I’m really not sure about this point, so please correct me if I’m wrong. The original implementation used the ReLU activation function, which is a linear function that maps the input to itself, but thesholded at zero.

However, since the input features can be negative, ReLU might cause dead neurons, doesn’t it? To overcome that problem, I decided to tanh as an activation function.

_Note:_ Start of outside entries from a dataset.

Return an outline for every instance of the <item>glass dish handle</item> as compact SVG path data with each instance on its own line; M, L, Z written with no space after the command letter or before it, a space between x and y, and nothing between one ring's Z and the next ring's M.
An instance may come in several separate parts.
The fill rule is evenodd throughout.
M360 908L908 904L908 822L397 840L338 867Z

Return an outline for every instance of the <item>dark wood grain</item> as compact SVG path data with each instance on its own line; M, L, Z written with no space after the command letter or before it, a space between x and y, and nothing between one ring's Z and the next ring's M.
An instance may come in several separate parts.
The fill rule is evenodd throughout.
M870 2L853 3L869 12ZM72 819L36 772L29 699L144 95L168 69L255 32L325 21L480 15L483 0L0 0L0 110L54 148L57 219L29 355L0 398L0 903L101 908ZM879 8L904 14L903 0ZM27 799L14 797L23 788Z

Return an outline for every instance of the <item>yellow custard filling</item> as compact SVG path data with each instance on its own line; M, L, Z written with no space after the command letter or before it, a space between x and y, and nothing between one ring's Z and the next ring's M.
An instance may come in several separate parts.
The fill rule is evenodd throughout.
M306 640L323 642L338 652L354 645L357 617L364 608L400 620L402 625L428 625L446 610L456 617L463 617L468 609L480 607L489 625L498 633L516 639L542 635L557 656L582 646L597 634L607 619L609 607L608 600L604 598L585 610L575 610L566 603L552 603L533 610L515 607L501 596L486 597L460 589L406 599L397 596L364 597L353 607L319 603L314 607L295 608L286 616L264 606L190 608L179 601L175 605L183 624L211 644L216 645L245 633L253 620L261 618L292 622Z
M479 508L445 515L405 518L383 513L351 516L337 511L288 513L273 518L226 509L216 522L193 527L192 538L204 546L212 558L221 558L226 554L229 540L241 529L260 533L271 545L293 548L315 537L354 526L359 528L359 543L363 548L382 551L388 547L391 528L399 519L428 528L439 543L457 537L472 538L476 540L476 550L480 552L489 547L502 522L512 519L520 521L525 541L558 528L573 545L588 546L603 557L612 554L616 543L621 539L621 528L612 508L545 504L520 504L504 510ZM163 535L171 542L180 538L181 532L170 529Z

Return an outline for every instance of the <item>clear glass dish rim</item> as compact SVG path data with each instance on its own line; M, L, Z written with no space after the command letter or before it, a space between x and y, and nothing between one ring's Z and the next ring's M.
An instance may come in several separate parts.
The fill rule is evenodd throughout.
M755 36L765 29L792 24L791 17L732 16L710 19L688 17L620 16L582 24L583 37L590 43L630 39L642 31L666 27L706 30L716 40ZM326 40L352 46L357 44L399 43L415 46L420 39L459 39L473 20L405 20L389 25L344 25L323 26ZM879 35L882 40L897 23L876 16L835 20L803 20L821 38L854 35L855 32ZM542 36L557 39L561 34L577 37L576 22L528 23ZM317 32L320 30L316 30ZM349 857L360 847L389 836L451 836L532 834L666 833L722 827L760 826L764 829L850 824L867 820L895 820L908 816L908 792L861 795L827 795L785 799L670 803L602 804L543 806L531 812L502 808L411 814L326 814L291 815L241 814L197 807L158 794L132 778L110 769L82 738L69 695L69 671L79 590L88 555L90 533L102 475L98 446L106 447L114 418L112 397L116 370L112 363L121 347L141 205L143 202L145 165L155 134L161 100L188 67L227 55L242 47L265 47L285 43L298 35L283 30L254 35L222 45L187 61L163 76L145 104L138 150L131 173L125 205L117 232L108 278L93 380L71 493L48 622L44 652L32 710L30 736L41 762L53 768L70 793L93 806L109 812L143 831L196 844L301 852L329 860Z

Tweak #7: Cross-validate hyperparameters

Eventually, I conducted a grid search (using my script from the last time) to find good values for alpha (learning rate), alpha_decay and epsilon_min (minimum exploration rate). It turned out that alpha=0.01, alpha_decay=0.01 and epsilon_min=0.01 seem to work best among all tested values on average.

Results

After all these optimizations, I ran the algorithm several times and the best score I achieved was actually 24. However, I didn’t record that run, so my best score in the leaderboard in 85, which is better then with my classical Q-Learning approach.
However, I found that although the DQN approach can converge faster, it also seems to be way more unstable at the same time. Performing two consecutive runs of the exact same algorithm and configuration often resulted in one score to be extremely good, while the second one didn’t even solve the environment at all (> 999 episodes). In other words, DQN has a way larger variance, than the table-based approach, as depicted in the chart below, where I performed 25 runs of each algorithm. Additionally, as expected, the neural network is slower. Running DQN 25 times took 744 seconds, while running table-based Q-Learning 25 times only took 24 seconds on my machine’s CPU using four threads on four cores.